Wednesday, October 17, 2012

Screw Top versus Cork

No one questions that screw top wine closures are handy, particularly when you're at a picnic and forgot to pack a corkscrew. But many wine drinkers do not take them seriously, and I have heard sommeliers (who should know better) claim that wines in screw top bottles are not serious or capable of aging. Stuart Blackwell, senior winemaker at St. Hallett's Barossa winery, takes exception with this view and is very happy that all of his wines--even the highly regarded Old Block Shiraz--are now protected by screw tops.

Blackwell pointed out that 24 percent of the bottles of his excellent 1991 Old Block Shiraz were tainted by bad corks--a very distressing situation for the winemaker as well as the consumer. Most wine drinkers recognize the damp cardboard smell and off flavors of a badly corked wine, but the signs in many corked wines are not that obvious. Some have a vague woody quality; others merely smell and taste stunted, failing to show their expected aromas and flavors. Reputable merchants and wineries will, of course, replace corked bottles, and the problem was so bad in 1991 that Blackwell had to hold back about a third of his production back in order to provide replacement bottles to his customers. He's still searching for bottles, in fact, and buys back bottles whenever he can find them at auction.

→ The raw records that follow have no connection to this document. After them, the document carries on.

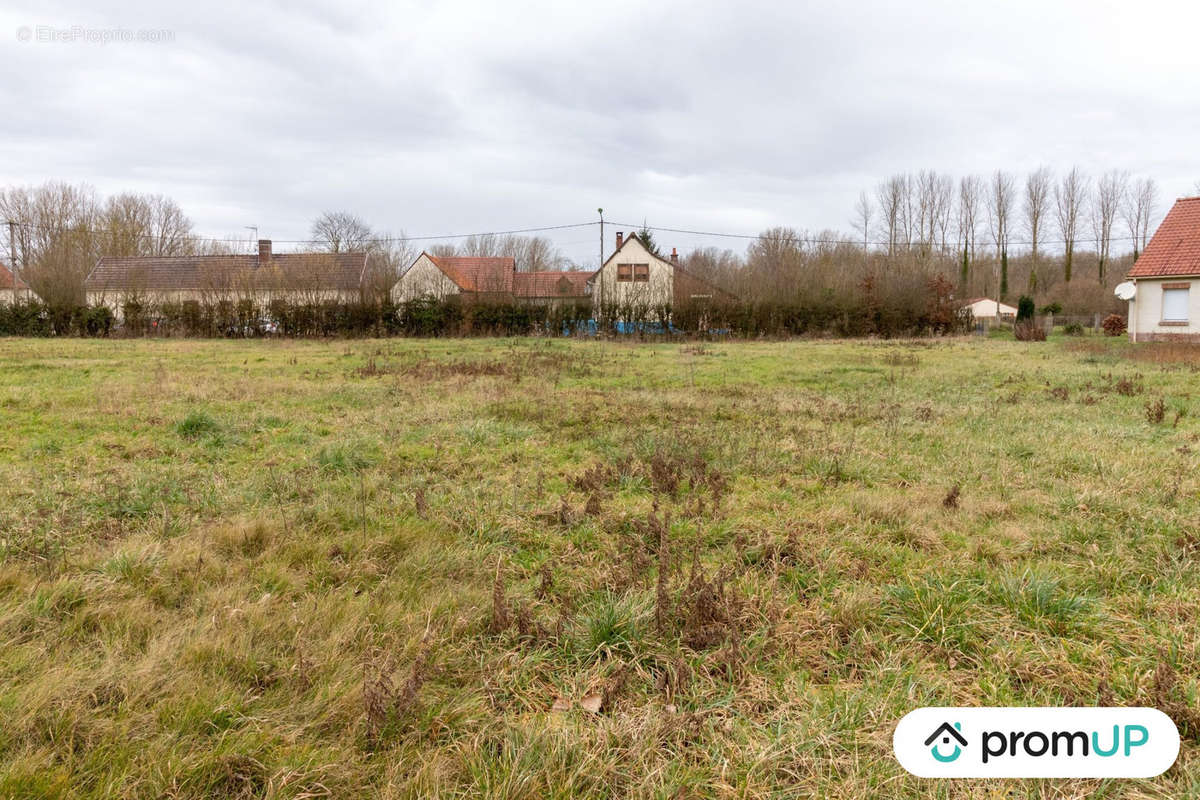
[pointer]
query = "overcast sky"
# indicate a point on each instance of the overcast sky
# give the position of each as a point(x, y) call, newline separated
point(437, 118)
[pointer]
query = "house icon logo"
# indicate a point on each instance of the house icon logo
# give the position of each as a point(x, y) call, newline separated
point(946, 732)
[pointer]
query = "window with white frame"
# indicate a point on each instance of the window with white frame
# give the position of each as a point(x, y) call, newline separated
point(1175, 302)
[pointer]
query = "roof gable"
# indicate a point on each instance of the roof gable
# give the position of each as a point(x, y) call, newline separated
point(478, 274)
point(1175, 246)
point(550, 284)
point(625, 242)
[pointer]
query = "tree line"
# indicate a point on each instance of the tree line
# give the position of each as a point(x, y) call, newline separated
point(61, 229)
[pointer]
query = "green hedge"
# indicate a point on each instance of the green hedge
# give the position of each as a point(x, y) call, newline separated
point(823, 314)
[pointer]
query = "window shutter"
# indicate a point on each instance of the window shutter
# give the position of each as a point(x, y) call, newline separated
point(1175, 305)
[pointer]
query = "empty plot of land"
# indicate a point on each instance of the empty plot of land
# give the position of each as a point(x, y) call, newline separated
point(579, 569)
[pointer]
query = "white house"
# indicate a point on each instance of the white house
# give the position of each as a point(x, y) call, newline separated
point(1167, 280)
point(11, 287)
point(984, 310)
point(635, 280)
point(486, 280)
point(295, 277)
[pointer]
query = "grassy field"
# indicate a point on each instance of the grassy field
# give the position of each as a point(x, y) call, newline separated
point(579, 569)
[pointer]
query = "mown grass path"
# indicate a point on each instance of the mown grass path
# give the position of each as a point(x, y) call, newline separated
point(580, 569)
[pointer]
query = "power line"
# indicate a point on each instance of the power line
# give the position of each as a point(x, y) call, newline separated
point(714, 234)
point(373, 240)
point(823, 240)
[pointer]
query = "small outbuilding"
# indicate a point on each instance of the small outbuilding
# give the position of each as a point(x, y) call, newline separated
point(1163, 306)
point(985, 310)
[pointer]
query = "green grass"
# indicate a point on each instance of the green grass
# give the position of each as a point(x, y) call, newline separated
point(370, 569)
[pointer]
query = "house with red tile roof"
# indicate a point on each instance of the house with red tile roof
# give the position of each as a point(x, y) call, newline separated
point(1167, 278)
point(262, 277)
point(486, 278)
point(637, 282)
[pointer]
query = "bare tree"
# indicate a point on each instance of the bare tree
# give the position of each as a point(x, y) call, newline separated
point(57, 238)
point(1037, 205)
point(1069, 197)
point(1110, 190)
point(970, 191)
point(144, 224)
point(1001, 194)
point(340, 232)
point(863, 214)
point(891, 196)
point(1137, 209)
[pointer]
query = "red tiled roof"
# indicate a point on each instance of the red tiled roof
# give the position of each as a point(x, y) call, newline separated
point(1175, 247)
point(7, 282)
point(478, 274)
point(550, 284)
point(311, 271)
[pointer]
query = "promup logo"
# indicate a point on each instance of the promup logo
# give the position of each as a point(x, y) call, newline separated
point(946, 732)
point(1036, 743)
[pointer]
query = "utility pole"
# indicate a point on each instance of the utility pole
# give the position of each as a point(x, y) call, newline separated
point(601, 238)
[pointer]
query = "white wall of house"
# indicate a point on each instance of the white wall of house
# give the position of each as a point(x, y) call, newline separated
point(1165, 308)
point(983, 310)
point(607, 290)
point(423, 280)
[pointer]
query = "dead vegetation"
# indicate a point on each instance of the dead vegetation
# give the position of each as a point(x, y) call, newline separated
point(655, 581)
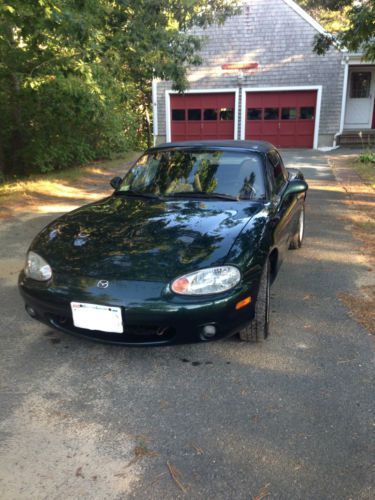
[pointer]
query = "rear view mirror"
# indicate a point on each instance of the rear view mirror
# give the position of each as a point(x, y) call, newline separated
point(295, 186)
point(115, 182)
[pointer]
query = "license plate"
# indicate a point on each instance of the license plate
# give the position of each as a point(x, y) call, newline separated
point(96, 317)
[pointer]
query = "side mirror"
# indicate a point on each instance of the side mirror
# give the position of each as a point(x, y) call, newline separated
point(115, 182)
point(296, 186)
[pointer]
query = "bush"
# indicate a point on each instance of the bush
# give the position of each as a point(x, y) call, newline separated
point(367, 157)
point(69, 120)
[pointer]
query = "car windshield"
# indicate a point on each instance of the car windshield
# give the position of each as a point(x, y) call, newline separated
point(189, 173)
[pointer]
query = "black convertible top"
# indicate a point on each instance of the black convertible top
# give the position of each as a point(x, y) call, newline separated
point(256, 146)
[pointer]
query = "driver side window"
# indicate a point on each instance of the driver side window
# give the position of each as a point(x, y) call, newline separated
point(278, 172)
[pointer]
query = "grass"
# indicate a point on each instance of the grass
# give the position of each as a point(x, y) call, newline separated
point(366, 170)
point(42, 183)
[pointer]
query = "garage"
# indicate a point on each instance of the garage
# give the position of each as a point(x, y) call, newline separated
point(284, 118)
point(202, 116)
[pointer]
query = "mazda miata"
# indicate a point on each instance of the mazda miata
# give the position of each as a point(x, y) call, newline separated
point(184, 249)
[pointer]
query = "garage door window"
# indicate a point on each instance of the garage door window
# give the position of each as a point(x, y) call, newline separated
point(178, 115)
point(307, 113)
point(254, 113)
point(210, 114)
point(288, 113)
point(194, 114)
point(271, 113)
point(226, 114)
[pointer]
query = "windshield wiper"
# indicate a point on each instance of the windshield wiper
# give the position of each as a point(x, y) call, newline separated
point(137, 194)
point(201, 194)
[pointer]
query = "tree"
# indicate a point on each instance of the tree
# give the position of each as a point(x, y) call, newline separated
point(352, 25)
point(75, 75)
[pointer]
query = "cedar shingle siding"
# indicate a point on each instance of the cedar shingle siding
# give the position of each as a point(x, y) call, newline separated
point(273, 34)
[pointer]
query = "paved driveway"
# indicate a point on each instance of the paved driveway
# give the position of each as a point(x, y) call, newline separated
point(290, 419)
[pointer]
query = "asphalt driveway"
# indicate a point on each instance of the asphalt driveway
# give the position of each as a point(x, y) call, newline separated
point(290, 419)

The advantage of the screw top closure, according to Blackwell, is not just to protect the wine from bad cork smells and flavors but to allow the winemaker more control over the finished product. Good wine always involves an interaction with a small amount of oxygen that is in the space between the wine and the cork or fights it way through the cork, Blackwell said. (The matter of air getting through the cork is a controversial matter, by the way.) In a screw top, no air gets through so Blackwell adds more oxygen to each bottle, and the result is a wine that shows better when it's young but is still capable of aging. He's been using screw tops long enough to be confident of the long-term as well as the short-term results.